I began to make my way through lines of print. I copied verse. I even wrote verse myself. Later on I started a magazine, together with my cousin, Senya Z. And yet the new path was a thorny one. Scarcely had I mastered the art of writing when it seduced me. Once, while alone in the dining-room, I began to put down in printed script such special words as I had heard in the shop and in the kitchen and which I had never heard from my family. I realized that I was doing something which I should not be doing, but the words lured me just because they were forbidden. I had decided to hide the little paper in an empty match-box and then to bury it behind the barn. I was far from completing the list when my elder sister entered the room, and became interested. I seized the paper. My mother came in after my sister. They demanded that I show them the writing. Burning with shame, I threw the paper be hind the divan. My sister tried to reach for it, but I cried out hysterically: “I’ll get it myself.” I crawled under the divan and there tore the paper into bits. There were no bounds to my despair, nor to my tears.

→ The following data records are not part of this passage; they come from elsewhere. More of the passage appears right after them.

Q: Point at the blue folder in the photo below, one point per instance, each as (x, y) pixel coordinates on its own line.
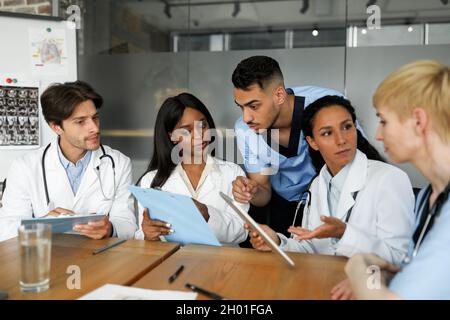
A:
(62, 223)
(180, 211)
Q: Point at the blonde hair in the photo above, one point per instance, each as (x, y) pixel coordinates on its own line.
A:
(422, 84)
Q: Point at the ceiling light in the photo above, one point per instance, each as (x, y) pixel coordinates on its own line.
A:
(236, 10)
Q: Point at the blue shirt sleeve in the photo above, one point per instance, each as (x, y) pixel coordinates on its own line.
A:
(427, 276)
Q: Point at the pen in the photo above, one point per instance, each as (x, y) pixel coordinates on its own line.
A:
(207, 293)
(176, 274)
(108, 246)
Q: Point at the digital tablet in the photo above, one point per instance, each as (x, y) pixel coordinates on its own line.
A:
(64, 223)
(255, 226)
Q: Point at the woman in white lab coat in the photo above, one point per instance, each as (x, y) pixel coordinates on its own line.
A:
(356, 204)
(182, 164)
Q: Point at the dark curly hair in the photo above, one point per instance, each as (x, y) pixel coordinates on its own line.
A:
(258, 70)
(309, 115)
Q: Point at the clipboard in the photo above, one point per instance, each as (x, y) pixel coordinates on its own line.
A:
(62, 223)
(255, 226)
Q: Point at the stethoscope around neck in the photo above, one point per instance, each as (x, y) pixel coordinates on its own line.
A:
(97, 171)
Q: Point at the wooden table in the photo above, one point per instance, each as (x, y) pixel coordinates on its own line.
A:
(237, 273)
(122, 265)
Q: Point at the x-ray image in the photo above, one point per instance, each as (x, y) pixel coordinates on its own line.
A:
(19, 116)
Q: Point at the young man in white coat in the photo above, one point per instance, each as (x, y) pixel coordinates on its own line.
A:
(74, 174)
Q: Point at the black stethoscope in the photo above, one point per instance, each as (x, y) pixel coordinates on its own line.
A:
(105, 155)
(432, 215)
(305, 201)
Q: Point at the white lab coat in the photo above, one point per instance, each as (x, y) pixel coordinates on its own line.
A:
(25, 194)
(382, 218)
(223, 221)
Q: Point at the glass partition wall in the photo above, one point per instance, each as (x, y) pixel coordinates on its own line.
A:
(138, 52)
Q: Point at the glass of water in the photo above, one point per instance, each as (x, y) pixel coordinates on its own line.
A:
(35, 251)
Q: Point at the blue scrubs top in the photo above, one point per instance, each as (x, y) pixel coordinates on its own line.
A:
(290, 172)
(427, 275)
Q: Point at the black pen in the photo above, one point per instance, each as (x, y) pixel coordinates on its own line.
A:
(109, 246)
(176, 274)
(207, 293)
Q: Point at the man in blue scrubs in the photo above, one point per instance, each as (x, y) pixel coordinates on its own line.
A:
(278, 172)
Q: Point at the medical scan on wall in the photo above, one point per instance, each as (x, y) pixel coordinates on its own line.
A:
(19, 116)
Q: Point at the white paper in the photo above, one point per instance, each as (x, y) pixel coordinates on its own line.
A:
(117, 292)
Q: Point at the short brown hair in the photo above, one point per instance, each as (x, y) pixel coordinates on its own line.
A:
(422, 84)
(59, 100)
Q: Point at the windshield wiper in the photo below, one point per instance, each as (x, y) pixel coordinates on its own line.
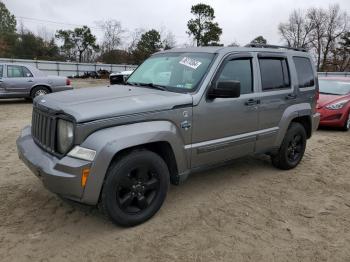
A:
(130, 84)
(151, 85)
(325, 93)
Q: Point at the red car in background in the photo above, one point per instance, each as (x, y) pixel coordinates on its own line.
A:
(334, 102)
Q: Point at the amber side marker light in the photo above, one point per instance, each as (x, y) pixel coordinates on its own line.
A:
(84, 175)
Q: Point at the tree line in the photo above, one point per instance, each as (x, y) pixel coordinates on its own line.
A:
(323, 32)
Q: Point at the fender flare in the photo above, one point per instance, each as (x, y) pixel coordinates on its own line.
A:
(291, 112)
(109, 141)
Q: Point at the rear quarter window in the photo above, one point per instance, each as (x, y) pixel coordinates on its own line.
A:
(274, 74)
(305, 72)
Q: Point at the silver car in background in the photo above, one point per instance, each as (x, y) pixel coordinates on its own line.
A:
(24, 81)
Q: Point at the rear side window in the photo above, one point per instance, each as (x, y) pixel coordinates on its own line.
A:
(304, 72)
(239, 70)
(18, 71)
(14, 71)
(274, 73)
(26, 72)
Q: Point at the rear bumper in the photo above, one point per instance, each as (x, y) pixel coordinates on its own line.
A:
(333, 118)
(315, 121)
(61, 88)
(61, 176)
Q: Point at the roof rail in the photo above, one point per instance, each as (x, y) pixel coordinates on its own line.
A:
(276, 46)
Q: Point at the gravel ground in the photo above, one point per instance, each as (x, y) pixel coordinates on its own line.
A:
(246, 211)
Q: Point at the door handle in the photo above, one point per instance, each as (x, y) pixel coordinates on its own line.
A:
(252, 102)
(290, 96)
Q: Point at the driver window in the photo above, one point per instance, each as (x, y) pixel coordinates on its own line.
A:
(238, 70)
(26, 72)
(18, 71)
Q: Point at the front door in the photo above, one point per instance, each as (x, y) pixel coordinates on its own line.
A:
(18, 79)
(2, 87)
(223, 128)
(277, 94)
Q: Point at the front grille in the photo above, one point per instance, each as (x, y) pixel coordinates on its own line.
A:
(44, 129)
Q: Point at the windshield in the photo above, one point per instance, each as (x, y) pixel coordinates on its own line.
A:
(334, 87)
(179, 72)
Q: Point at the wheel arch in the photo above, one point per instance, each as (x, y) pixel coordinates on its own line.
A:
(301, 113)
(161, 137)
(40, 85)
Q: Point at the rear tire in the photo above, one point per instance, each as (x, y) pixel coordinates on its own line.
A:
(38, 91)
(346, 126)
(292, 149)
(135, 188)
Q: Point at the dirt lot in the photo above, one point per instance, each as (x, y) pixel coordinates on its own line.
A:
(247, 211)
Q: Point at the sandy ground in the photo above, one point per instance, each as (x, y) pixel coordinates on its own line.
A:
(247, 211)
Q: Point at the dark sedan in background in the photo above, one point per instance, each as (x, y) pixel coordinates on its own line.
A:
(334, 102)
(23, 81)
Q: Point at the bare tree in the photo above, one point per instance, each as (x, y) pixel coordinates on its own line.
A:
(113, 34)
(336, 26)
(318, 19)
(134, 38)
(297, 30)
(318, 30)
(234, 44)
(168, 40)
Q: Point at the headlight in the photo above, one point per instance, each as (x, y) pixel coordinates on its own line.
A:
(337, 105)
(82, 153)
(64, 135)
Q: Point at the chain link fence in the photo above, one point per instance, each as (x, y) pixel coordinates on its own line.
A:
(68, 68)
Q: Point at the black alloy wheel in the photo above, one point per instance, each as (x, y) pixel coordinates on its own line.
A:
(135, 187)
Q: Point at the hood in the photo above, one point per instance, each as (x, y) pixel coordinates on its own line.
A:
(87, 104)
(325, 99)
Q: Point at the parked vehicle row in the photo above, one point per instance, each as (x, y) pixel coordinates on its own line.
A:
(119, 77)
(182, 110)
(334, 102)
(23, 81)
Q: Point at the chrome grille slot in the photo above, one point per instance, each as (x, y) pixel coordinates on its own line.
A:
(43, 129)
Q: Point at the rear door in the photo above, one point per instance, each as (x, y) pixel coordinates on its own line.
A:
(277, 93)
(306, 80)
(2, 88)
(223, 128)
(18, 80)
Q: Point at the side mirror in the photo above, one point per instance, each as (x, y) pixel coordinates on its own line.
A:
(225, 89)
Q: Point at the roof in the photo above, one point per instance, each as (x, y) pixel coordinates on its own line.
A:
(221, 49)
(339, 78)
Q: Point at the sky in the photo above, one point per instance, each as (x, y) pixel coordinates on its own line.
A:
(241, 20)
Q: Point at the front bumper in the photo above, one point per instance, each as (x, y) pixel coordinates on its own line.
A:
(315, 121)
(61, 176)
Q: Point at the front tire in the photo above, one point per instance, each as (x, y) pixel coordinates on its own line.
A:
(292, 149)
(39, 91)
(135, 188)
(346, 126)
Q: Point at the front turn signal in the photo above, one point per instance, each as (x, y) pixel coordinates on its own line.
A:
(84, 176)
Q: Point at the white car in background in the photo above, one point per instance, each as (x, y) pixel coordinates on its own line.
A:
(119, 77)
(24, 81)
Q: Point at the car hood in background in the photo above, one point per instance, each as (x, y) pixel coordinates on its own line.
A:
(87, 104)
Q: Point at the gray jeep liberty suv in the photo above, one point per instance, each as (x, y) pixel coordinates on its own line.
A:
(180, 111)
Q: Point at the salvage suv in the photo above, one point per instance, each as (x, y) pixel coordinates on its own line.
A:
(180, 111)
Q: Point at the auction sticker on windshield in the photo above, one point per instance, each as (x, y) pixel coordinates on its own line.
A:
(190, 62)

It must have been during Christmas week of 1886, because I already knew how to write at the time, that a troop of mummers tumbled into the dining-room one evening while we were at tea. It was so sudden that I fell on the divan from fright. I was quieted, and listened avidly to “Czar Maximilian.” For the first time a fantastic world was revealed to me, a world transformed into a theatrical reality. I was amazed when I learned that the main role was being played by the working man Prokhor, a former soldier. Next day, with pencil and paper in hand, I penetrated into the servants’ quarters after dinner, and besought Czar Maximilian to dictate his monologues to me. Prokhor was none too willing, but I clung to him, begged, demanded, implored, gave him no peace. Finally we made ourselves comfortable at the window, and I began to record, using the scratched window-sill as a table, the rhymed speech of Czar Maximilian. Five minutes had scarcely passed when my father appeared at the door, took in the scene at the window and sternly said: “Lyova, to your room!” Inconsolable, I cried on the divan all afternoon.

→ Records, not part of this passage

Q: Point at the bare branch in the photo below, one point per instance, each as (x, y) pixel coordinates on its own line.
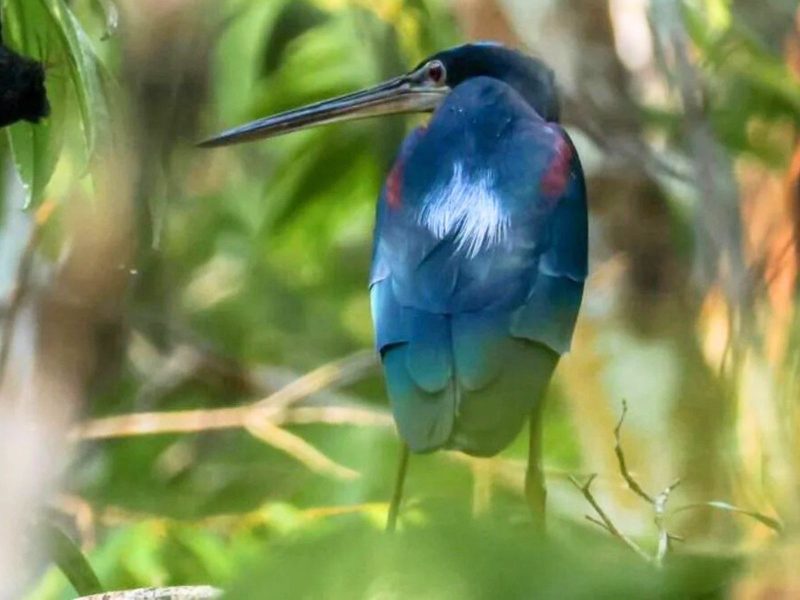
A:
(194, 592)
(607, 523)
(766, 520)
(299, 449)
(263, 418)
(660, 507)
(623, 467)
(22, 283)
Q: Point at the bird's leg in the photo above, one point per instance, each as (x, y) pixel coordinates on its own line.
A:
(534, 476)
(397, 496)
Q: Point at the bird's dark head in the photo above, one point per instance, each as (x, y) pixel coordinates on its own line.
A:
(420, 90)
(529, 76)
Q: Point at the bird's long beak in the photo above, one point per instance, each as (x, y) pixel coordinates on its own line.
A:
(399, 95)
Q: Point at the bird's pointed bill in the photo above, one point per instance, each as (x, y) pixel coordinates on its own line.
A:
(399, 95)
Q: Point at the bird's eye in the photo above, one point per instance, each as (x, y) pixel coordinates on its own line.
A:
(436, 72)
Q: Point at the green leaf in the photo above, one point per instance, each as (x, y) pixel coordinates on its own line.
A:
(71, 561)
(47, 31)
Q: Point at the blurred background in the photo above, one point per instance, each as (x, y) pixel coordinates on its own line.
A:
(187, 386)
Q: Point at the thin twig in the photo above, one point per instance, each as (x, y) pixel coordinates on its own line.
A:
(299, 449)
(262, 418)
(623, 467)
(22, 284)
(660, 507)
(607, 523)
(195, 592)
(213, 419)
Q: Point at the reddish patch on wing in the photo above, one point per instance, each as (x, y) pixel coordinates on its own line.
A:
(394, 185)
(556, 177)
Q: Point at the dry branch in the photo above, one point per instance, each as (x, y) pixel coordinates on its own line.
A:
(195, 592)
(22, 283)
(262, 419)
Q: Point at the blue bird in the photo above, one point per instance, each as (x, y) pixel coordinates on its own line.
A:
(480, 248)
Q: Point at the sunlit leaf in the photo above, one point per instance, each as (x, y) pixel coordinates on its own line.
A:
(48, 31)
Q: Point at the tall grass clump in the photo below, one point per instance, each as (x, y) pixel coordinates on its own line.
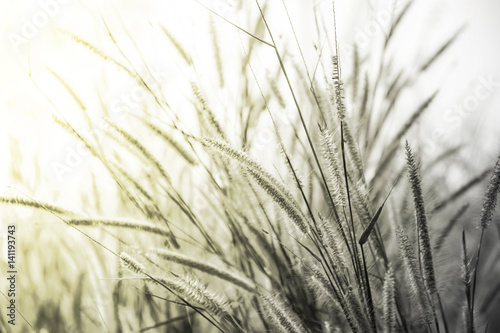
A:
(315, 230)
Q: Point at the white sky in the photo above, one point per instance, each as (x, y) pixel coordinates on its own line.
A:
(25, 114)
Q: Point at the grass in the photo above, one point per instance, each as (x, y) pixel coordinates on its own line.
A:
(318, 238)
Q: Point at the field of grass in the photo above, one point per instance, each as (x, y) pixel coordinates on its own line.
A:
(246, 169)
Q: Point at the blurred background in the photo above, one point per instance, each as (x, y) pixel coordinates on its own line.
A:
(38, 58)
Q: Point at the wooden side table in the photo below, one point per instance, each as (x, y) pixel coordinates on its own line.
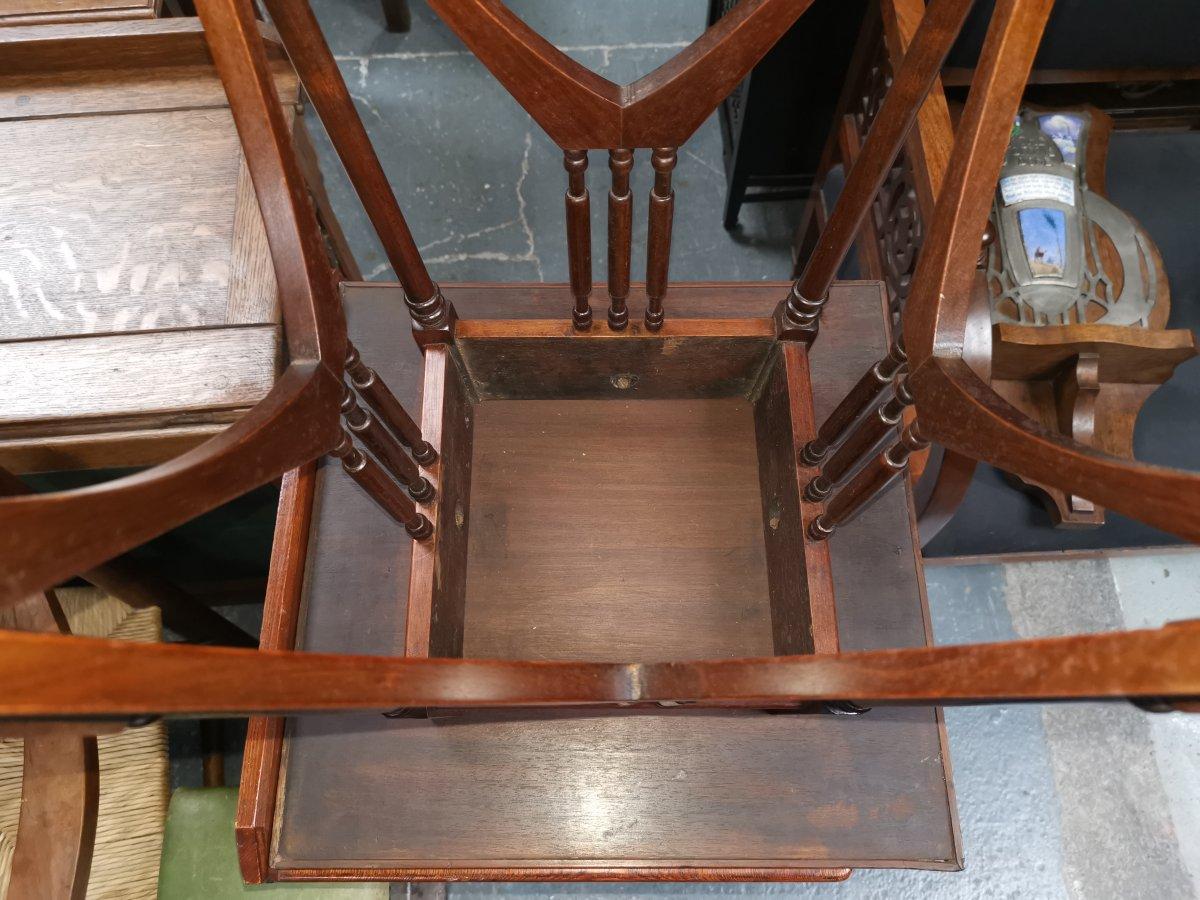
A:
(565, 796)
(139, 305)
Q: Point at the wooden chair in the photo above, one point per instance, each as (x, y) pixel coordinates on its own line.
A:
(720, 447)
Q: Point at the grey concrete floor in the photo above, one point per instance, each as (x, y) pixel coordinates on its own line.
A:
(1055, 801)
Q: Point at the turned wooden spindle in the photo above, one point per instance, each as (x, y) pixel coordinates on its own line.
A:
(432, 315)
(658, 250)
(579, 234)
(861, 441)
(384, 403)
(379, 486)
(869, 484)
(621, 237)
(799, 315)
(864, 394)
(384, 448)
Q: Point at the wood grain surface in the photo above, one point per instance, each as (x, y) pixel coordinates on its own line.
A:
(606, 529)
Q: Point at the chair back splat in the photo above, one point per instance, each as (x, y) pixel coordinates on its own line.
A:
(810, 479)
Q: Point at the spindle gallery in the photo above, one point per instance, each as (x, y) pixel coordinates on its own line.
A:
(682, 517)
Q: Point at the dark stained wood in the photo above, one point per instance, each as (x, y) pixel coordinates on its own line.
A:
(621, 233)
(579, 234)
(358, 575)
(1126, 354)
(798, 571)
(544, 360)
(577, 108)
(371, 477)
(125, 579)
(93, 677)
(59, 792)
(669, 564)
(913, 79)
(281, 611)
(432, 316)
(658, 249)
(868, 484)
(865, 393)
(381, 399)
(437, 593)
(665, 873)
(861, 441)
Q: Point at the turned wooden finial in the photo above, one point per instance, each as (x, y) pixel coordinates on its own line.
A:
(384, 448)
(579, 234)
(385, 492)
(869, 484)
(658, 251)
(381, 400)
(865, 393)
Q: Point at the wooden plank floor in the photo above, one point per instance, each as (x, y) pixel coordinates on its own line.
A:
(575, 789)
(641, 540)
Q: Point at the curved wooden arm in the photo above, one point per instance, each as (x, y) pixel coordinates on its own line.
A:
(51, 537)
(665, 107)
(954, 406)
(49, 676)
(960, 411)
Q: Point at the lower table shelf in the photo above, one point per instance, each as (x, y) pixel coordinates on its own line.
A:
(589, 795)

I composed verses, feeble lines which perhaps showed my early love for words but certainly forecast no poetical future. My elder sister knew of my verses, through her my mother knew, and through my mother, my father. They would ask me to read my verses aloud before guests. It was painfully embarrassing. I would refuse. They would urge me, at first gently, then with irritation, finally with threats. Sometimes I would run away, but my elders knew how to get what they wanted. With a pounding heart, with tears in my eyes, I would read my verses, ashamed of my borrowed lines and limping rhymes.

Be that as it may, I had tasted of the tree of knowledge. Life was unfolding, not merely daily but even hourly. From the torn divan in the dining-room threads stretched to other worlds. Reading opened a new era in my life.